Tour de vis dans la lutte contre la fraude concernant le droit au séjour

Retour à l’aperçu Tour de vis dans la lutte contre la fraude concernant le droit au séjour

Date: mercredi 13 novembre 2019

Auteur(s): Éditions Vanden Broele

Les officiers de l’état civil pourraient être habilités à introduire une action en nullité lorsqu’ils constatent des fraudes, telles que les mariages, cohabitation légales ou reconnaissances de complaisance.

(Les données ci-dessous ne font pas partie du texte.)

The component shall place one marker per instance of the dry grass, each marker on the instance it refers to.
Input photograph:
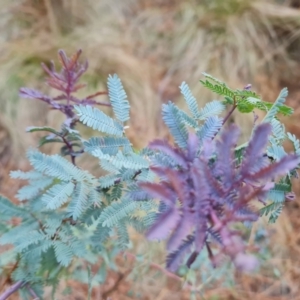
(153, 46)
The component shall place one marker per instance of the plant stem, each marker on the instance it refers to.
(12, 290)
(231, 111)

C’est ce que prévoit une proposition de loi en discussion à la Chambre…

Le texte, discuté à la Chambre le 4 octobre 2019, a pour objectif de lutter plus efficacement contre les mariage et cohabitations légales de complaisance ainsi que les reconnaissances frauduleuses.

La législation a déjà été adaptée à plusieurs reprises pour prévenir ce type de fraude.  Alors pourquoi renforcer encore l’arsenal législatif ? Les promoteurs de ce texte estiment que « si le système mis en place a montré son efficacité, ce dernier reste perfectible. Plusieurs mesures peuvent encore être prises et d’autres, existantes, peuvent également encore être améliorées. » 

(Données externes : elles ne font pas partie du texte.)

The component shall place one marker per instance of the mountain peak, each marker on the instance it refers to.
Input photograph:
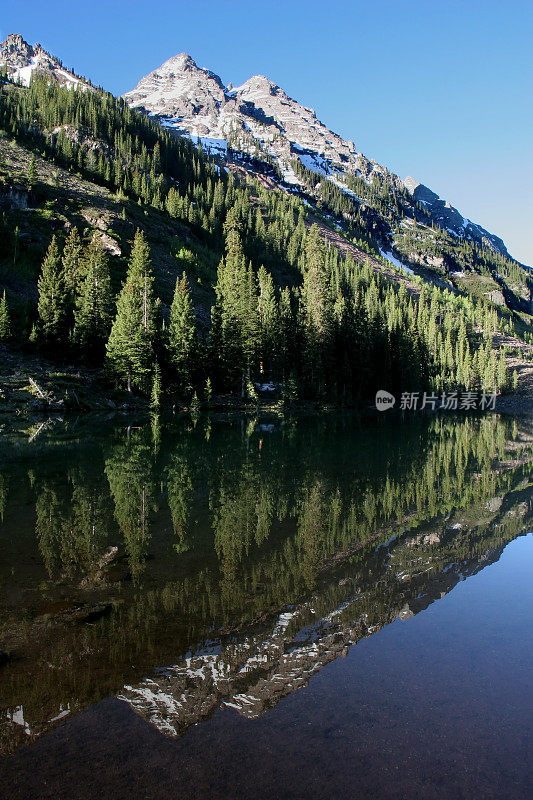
(22, 60)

Ce que le projet de loi prévoit de changer :

- Suppression de l’obligation pour l’office de l’état civil (OEC) de démontrer que le mariage vise uniquement l’obtention d’un avantage en matière de séjour lié au statut de l’époux. Pour déterminer qu’il y a une fraude, l’OEC devra apporter la preuve que l’intention du ou des époux n’est pas la création d’une communauté de vie durable.

- De même, il est proposé qu’il ne soit plus nécessaire, pour qualifier une cohabitation de “cohabitation de complaisance”, que l’intention de l’une des parties vise “manifestement uniquement” à l’obtention d’un avantage en matière de séjour, lié au statut de cohabitant. Le fait que les parties n’aient pas un projet de situation de vie commune suffit.

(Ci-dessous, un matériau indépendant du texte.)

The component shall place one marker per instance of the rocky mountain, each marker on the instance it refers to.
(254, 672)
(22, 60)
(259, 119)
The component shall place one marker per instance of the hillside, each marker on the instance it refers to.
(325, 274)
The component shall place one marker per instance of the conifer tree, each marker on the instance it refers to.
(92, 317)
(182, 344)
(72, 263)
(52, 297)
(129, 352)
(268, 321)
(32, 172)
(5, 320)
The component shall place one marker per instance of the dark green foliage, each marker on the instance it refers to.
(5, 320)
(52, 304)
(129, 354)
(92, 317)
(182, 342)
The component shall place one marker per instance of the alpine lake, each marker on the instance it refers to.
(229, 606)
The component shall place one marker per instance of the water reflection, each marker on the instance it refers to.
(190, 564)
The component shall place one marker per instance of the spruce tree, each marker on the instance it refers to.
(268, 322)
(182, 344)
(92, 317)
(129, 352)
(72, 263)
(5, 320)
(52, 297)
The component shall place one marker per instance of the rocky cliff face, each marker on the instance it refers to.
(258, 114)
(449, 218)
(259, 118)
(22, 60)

- Prorogation d’office du délai de célébration du mariage lorsque l’OEC et, le cas échéant, le procureur du Roi décident de différer le mariage.

- Possibilité d’introduction par l’Office des étrangers et par l’OEC d’une action en nullité de mariage et de l’acte par lequel la cohabitation légale de complaisance est actée ainsi que de la reconnaissance frauduleuse. Cette faculté est également donnée à toute personne intéressée : par exemple, la mère de l’enfant ayant fait l’objet d’une reconnaissance frauduleuse qui se rend compte que l’auteur de la reconnaissance avait pour unique objectif d’obtenir un avantage en matière de séjour.

- Le caractère exécutoire des mesures visant à refuser une célébration de mariage ou d’acter une déclaration de cohabitation est renforcé. En d’autres termes,  lorsqu’une procédure visant à refuser une célébration du mariage ou d’acter une déclaration de cohabitation légale est en cours, l’OEC n’est pas obligé de célébrer le mariage ou d’acter la déclaration de cohabitation légale avant que les recours en appel ou en cassation aient pu être menés jusqu’à leur terme.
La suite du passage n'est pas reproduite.